Líderes tentam destravar projetos controversos em clima de reaproximação entre Lula e Alcolumbre

Após atraso por eleições, Congresso retoma votações com promessa de esforço concentrado; projetos como combate à misoginia e redução de impostos dos combustíveis ganham pressão. Governo aposta em melhora na relação Lula-Alcolumbre para destravar pautas travadas no Senado.
Depois de deixar o início das votações no Congresso Nacional para depois das eleições, deputados e senadores retornam ao plenário nesta semana com um esforço concentrado que tem tudo para ser uma corrida contra o tempo. Os líderes partidários se reúnem nesta terça-feira (11) para definir as prioridades de votação, sob a batuta do presidente da Câmara, Hugo Motta (Republicanos-PB).
Entre os temas mais quentes, está o projeto que criminaliza a misoginia — uma pauta que já causa tensão e promete embate feroz — e o PLP dos Combustíveis, que propõe zerar ou reduzir impostos federais sobre gasolina, diesel e etanol em momentos de alta internacional do petróleo. A divergência gira em torno dos impactos econômicos e setores produtivos afetados.
A deputada Tabata Amaral (PSB-SP), relatora do projeto contra a misoginia, garante que vai pressionar para que o texto seja pautado, sinalizando que a batalha não está ganha e que o Congresso pode dar mais uma mostra de sua lentidão seletiva.

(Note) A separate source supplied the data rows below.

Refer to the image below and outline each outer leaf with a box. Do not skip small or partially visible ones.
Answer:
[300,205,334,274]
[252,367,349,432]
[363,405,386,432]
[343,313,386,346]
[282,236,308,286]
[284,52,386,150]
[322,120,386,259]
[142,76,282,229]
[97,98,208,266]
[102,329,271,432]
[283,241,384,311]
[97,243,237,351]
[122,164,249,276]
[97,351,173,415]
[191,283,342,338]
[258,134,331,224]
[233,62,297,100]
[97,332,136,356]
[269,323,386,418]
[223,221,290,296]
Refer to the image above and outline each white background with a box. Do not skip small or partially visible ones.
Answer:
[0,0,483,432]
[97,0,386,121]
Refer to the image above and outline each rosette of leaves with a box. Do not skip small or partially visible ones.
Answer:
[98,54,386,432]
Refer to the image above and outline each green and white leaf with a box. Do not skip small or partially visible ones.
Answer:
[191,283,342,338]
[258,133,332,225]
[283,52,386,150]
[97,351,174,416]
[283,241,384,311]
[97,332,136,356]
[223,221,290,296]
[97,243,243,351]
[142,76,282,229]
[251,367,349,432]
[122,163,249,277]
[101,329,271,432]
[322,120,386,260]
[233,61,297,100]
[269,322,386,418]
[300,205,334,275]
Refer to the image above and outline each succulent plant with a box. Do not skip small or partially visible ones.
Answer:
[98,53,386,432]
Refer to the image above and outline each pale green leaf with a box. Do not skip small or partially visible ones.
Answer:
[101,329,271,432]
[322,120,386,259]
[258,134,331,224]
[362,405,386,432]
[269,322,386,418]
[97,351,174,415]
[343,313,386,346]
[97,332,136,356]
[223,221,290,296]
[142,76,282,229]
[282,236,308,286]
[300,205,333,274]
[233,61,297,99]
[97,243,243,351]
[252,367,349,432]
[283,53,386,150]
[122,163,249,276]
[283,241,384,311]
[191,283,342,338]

No campo governista, o Palácio do Planalto espera destravar a medida provisória que extingue a chamada “taxa das blusinhas”, considerada popular e com potencial eleitoral, já que perde validade em agosto. Porém, outras prioridades, como o fim da escala de trabalho 6×1 e a PEC da Segurança Pública, permanecem emperradas no Senado.
O cenário, contudo, já não é tão hostil como nas últimas semanas. A aproximação inesperada entre o presidente Luiz Inácio Lula da Silva (PT) e o presidente do Senado, Davi Alcolumbre (União-AP), que jantaram juntos após meses de expectativa, pode abrir caminho para alguma trégua e avanço em pautas cruciais travadas pelo Senado.
Além disso, o projeto que trata da exploração de minerais críticos, já aprovado na Câmara, aguarda votação no Senado. Essa pauta também conta com o respaldo do governo e pode ganhar fôlego no próximo esforço concentrado previsto para setembro.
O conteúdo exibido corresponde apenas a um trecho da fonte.